Deze aansporing vuurt ten zeerste aan tot een echte bekering. Voor hen gebruikt Johannes de Doper het beeld van de hakbijl die reeds aan de wortels van de boom ligt om alles wat geen goede vruchten voortbrengt weg te hakken.

In dezelfde mate waarin Johannes de Doper aan het brave volk een goede en liefdevolle Messias aankondigt, verkondigt hij aan de elite van Jeruzalem, waarmee hij op gelijke voet kan praten vermits hij zoon van een priester is en meer nog, een door allen erkende profeet, een Messias die hen zal komen oordelen. Het is mooi te zien hoe Johannes zich Christus voorstelde : « De wan heeft Hij al in zijn hand, en Hij zal zijn dorsvloer opruimen ; zijn graan zal Hij verzamelen in zijn schuur, maar het kaf verbranden in onblusbaar vuur » (Mt 3, 12). Het onblusbaar vuur is de hel !
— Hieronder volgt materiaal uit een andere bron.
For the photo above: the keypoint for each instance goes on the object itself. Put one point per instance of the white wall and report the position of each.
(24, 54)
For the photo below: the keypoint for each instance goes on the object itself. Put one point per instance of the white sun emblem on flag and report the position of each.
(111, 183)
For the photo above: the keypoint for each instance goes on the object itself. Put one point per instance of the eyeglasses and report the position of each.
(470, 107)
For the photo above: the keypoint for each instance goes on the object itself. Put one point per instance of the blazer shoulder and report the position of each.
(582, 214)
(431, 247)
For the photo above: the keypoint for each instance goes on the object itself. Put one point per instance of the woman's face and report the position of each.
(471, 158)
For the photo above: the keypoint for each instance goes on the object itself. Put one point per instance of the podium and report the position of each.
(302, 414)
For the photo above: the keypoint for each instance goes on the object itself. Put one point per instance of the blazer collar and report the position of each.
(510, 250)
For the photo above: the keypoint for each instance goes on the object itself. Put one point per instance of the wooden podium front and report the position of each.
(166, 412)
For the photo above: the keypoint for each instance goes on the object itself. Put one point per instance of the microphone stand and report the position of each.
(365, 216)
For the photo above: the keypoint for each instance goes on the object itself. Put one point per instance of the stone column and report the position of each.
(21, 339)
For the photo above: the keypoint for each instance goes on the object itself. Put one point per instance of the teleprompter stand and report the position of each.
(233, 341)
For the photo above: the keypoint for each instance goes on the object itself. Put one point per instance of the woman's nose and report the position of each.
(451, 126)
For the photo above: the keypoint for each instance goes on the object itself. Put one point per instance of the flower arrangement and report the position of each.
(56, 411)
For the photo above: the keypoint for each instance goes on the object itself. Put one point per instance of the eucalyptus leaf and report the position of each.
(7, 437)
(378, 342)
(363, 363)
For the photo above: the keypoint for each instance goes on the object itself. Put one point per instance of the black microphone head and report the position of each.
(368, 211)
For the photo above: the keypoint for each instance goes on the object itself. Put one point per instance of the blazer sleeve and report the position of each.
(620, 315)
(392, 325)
Dan zien we heel het volk van Juda en alle volkeren uit de aangrenzende streken die hun huis verlaten, zegt ons Johannes de Doper. Het leek een sabbatjaar te zijn, een jaar van rust voor de aarde ; de mensen hadden minder werk te doen. Men stroomde dat jaar toe, dit moet in het jaar 25 n. Chr. geweest zijn. Dat jaar kwamen de mensen van overal toegestroomd en lieten zich dopen. Johannes de Doper had een beweging op gang gebracht. Dat is niet verwonderlijk omdat het toenmalige joodse volk de Messias verwachtte : iets heel bijzonders ! Het volk vroeg zich af of Johannes de Doper niet de Messias was.

Wat de Doper betreft, deze beantwoordde zo goed aan het traditioneel profiel van een profeet dat niemand hieraan twijfelde. Toen de Farizeeërs hem kwamen vragen of hij Christus, Elias of een profeet was, dan gebeurde dit omdat heel het volk zich afvroeg of hij degene was die Israël moest redden. En Johannes antwoordde steeds van niet, dat hij gewoonweg de paden kwam effenen voor iemand die reeds midden onder hen was, maar die ze niet kenden.

Ziedaar hoe Jezus zich de weg heeft laten bereiden op een manier die ons banaal lijkt maar die bijzonder verwonderlijk is en zijns gelijke niet kent in andere godsdiensten of filosofische tradities.